The Deflated Sharpe Ratio: Correcting for Selection Bias, Backtest Overfitting, and Non-normality. Bailey, D. H., and M. López de Prado. 2014, Journal of Portfolio Management 40:94–107.
“Backtesting” refers to testing a trading strategy on data from earlier time periods. The idea is simple: apply your 2016 strategy as if you had adopted it in 2012, say, and see how it performs. As Bailey and de Prado point out, it is currently possible to run millions of such backtests, thanks to the availability of large financial data sets, machine learning methods and high-performance computing. Moreover, analysts can backtest alternative investment strategies and compare their results. Naturally, one is tempted to then adopt the winning strategy. But this is almost guaranteed to lead to backtest overfitting, with actual results that are less successful than what was found in the backtest.
The problem of performance inflation extends beyond backtesting. More generally, researchers and investment managers may report only positive outcomes, leading to selection bias. Realistic assessment of performance expectations must take these selection effects into consideration.
Bailey and de Prado advocate applying this to Sharpe ratio estimation and using the Deflated Sharpe Ratio (DSR), which corrects for two leading sources of performance inflation: Selection bias under multiple testing and non-Normally distributed returns. In doing so, they show that DSR helps separate legitimate empirical findings from statistical flukes.

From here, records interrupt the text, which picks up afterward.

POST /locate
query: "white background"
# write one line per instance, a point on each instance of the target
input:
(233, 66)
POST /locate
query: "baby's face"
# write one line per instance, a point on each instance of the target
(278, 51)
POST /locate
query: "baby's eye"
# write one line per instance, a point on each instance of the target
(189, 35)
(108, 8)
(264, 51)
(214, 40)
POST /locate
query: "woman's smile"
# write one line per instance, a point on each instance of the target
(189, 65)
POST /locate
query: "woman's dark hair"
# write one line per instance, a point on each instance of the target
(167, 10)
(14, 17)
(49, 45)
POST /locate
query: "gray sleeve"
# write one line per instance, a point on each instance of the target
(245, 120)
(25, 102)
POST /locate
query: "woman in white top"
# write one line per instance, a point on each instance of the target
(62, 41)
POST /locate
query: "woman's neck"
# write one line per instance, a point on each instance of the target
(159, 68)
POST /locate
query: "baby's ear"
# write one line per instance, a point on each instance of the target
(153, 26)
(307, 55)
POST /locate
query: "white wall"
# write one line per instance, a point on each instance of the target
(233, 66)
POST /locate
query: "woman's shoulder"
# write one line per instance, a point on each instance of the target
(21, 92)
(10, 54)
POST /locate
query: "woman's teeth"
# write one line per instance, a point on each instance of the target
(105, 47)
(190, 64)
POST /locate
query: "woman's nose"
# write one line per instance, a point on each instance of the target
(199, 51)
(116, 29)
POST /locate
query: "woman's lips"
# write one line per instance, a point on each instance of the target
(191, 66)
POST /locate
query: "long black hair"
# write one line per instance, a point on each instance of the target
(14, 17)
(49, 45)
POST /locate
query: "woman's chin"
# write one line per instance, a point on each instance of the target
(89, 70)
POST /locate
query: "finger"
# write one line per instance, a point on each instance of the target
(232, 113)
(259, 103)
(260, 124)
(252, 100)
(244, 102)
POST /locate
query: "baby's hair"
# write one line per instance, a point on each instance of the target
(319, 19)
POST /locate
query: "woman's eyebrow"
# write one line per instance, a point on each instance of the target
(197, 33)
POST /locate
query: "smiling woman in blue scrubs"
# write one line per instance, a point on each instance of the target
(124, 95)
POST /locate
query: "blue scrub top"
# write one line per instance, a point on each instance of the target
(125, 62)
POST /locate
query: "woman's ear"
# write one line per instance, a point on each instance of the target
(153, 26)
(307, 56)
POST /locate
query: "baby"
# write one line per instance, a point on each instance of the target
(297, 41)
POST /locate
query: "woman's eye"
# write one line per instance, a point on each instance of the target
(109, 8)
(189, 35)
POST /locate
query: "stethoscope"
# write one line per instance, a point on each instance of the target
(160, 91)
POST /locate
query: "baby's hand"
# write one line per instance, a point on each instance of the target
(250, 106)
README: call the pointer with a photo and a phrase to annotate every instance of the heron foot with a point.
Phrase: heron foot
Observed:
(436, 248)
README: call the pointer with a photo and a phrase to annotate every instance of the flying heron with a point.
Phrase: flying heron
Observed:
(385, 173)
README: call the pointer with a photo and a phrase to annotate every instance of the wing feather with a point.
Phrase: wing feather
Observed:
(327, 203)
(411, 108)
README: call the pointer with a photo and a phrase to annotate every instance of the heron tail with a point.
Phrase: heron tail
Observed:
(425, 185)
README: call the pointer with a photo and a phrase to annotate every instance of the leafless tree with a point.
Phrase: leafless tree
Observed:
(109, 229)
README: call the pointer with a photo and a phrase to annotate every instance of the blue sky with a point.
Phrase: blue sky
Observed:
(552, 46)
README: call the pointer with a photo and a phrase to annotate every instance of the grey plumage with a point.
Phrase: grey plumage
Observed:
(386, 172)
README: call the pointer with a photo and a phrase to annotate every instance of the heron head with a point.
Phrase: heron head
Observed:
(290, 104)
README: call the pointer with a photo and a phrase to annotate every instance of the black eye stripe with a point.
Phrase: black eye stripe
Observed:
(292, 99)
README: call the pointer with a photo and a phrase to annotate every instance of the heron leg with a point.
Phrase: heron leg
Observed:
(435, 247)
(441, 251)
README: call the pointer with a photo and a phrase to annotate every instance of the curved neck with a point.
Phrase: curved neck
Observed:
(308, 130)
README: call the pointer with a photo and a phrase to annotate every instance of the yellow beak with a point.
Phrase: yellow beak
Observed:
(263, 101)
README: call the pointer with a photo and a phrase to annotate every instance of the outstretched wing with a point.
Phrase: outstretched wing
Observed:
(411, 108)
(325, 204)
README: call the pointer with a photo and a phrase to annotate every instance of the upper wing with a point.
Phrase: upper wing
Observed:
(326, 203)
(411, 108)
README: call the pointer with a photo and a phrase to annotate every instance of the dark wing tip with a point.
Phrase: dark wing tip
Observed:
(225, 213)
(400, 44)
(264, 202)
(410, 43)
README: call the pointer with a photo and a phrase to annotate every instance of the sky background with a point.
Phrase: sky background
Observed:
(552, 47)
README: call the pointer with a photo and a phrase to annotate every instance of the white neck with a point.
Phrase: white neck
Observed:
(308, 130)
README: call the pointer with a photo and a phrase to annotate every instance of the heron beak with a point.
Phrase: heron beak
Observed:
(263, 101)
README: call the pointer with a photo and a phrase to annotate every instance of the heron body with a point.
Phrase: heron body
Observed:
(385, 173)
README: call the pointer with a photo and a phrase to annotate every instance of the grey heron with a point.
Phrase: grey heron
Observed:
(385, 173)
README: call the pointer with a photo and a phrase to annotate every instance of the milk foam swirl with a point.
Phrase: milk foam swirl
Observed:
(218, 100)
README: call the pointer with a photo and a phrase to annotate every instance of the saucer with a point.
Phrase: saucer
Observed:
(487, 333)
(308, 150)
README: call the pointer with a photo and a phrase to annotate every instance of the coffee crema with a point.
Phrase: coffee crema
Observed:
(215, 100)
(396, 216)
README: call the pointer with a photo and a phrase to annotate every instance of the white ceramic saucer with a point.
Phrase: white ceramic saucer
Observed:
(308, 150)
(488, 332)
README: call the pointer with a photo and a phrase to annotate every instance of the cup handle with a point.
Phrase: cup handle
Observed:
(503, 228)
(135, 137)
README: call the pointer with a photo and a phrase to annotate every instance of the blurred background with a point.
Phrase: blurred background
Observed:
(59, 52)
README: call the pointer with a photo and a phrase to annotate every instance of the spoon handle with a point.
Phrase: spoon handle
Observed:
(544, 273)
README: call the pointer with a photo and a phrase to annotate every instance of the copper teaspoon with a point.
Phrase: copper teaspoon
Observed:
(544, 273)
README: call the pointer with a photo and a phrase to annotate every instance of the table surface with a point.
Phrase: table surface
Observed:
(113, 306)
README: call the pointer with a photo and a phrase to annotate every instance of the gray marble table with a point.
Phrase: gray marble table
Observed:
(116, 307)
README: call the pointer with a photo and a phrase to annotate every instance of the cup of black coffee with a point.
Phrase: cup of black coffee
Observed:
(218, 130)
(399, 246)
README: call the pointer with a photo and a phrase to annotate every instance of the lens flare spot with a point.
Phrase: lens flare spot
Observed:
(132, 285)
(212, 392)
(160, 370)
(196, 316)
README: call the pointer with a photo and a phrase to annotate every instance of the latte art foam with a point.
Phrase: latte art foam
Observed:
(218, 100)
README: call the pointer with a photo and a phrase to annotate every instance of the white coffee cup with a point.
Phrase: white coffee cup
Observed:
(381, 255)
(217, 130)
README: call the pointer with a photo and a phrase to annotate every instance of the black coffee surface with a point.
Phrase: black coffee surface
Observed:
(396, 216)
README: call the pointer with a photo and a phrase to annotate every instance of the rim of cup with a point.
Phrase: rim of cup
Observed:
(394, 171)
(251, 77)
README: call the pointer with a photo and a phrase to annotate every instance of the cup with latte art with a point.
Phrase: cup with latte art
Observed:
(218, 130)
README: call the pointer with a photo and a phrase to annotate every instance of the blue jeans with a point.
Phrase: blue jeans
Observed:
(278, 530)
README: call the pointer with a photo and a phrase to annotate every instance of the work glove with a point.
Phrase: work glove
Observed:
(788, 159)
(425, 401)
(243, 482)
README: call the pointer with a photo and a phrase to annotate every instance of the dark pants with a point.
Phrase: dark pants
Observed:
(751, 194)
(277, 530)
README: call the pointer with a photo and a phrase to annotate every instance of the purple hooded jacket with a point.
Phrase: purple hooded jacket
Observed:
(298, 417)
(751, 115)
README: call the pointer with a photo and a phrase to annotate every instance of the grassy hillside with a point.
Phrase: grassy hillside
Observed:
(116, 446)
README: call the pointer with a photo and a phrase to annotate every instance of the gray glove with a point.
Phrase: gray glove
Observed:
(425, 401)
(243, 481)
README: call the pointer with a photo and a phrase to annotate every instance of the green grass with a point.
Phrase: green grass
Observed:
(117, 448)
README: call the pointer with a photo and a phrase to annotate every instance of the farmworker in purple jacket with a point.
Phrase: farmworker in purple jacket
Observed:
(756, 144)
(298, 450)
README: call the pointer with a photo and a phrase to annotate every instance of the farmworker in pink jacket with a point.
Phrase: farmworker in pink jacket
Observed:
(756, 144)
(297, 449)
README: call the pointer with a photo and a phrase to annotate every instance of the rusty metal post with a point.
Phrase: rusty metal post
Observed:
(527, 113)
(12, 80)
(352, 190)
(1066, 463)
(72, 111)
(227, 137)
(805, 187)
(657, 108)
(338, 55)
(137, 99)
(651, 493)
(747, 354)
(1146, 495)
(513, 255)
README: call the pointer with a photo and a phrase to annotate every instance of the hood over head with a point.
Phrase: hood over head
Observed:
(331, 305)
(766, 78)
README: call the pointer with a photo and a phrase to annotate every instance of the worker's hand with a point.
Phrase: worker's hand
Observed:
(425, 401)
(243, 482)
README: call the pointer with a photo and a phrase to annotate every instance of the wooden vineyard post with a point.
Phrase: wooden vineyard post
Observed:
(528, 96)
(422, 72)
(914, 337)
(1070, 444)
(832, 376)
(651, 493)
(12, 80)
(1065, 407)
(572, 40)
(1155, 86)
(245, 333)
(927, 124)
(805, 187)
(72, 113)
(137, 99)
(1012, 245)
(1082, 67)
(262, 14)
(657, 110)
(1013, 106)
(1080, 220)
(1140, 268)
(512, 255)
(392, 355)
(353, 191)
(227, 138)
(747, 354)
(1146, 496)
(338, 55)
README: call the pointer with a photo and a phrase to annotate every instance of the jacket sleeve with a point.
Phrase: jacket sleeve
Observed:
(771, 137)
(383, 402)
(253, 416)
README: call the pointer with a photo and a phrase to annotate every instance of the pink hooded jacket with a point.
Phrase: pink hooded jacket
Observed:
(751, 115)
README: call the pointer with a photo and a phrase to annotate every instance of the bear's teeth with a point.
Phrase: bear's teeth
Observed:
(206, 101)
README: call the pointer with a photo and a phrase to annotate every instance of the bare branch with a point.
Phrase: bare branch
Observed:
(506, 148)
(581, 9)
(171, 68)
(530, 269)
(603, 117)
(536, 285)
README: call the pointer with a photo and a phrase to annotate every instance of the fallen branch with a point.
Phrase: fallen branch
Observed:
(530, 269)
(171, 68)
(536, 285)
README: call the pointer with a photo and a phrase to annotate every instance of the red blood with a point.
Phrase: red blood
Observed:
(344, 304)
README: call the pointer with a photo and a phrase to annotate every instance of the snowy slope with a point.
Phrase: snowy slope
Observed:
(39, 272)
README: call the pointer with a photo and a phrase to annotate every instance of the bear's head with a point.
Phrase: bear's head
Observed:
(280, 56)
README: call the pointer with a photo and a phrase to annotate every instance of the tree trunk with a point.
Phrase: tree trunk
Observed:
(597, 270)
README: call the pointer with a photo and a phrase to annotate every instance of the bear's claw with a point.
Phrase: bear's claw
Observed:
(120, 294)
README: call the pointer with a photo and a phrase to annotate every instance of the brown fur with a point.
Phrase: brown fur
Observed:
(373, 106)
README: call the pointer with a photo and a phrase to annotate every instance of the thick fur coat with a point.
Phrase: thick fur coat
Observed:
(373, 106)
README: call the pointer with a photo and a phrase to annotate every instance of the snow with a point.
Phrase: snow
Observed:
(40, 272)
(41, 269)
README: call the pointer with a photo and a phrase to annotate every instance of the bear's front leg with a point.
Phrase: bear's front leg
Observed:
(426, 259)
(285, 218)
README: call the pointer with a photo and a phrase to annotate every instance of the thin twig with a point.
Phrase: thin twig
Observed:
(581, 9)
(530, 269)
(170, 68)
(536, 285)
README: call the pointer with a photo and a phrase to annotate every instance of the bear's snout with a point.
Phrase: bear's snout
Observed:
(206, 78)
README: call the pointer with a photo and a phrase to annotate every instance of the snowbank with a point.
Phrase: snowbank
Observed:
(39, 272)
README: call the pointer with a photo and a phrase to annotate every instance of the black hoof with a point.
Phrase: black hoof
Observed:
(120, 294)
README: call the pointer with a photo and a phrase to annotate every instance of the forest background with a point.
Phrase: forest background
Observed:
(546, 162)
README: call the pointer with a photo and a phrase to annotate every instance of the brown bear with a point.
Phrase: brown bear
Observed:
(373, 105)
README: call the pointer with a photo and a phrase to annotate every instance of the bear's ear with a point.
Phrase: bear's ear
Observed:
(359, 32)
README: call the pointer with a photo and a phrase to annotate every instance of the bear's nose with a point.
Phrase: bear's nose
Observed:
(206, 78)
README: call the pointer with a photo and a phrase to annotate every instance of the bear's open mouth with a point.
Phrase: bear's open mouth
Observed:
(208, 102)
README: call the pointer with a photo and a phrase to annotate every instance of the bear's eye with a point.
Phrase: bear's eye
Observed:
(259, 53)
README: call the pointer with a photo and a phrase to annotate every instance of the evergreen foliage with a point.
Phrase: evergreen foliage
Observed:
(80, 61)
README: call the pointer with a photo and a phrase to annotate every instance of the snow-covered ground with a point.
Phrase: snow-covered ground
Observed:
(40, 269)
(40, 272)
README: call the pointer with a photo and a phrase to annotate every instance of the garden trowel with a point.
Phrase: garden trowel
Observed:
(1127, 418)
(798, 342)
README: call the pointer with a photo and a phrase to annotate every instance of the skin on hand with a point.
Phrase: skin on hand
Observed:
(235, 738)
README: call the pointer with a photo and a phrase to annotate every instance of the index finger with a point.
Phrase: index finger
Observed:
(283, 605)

Evaluating Trading Strategies. Campbell R. Harvey and Yan Liu. 2014, Journal of Portfolio Management 40:108-118.
Harvey and Liu also examine the problem of how to evaluate trading strategies. They are particularly concerned with work in which many strategies and combinations of strategies have been tried, arguing that evaluation methods then require adjustment for these multiple tests. For example, Sharpe ratios and other statistics will be overstated as a result of the search. They propose methods that are simple to implement and allow for the real-time evaluation of candidate trading strategies.
Backtesting. Campbell R. Harvey and Yan Liu. 2015, Journal of Portfolio Management Fall:12-28.
This article by Harvey and Liu looks at a common practice in evaluating backtests of trading strategies – to discount reported Sharpe ratios by 50%. Harvey and Liu argue that there are good economic and statistical reasons for reducing the Sharpe ratios. In particular, they relate the discount to the use of data mining. This mining may manifest itself in academic researchers searching for asset-pricing factors that explain the behavior of equity returns, or by researchers at firms that specialize in quantitative equity strategies trying to develop profitable systematic strategies.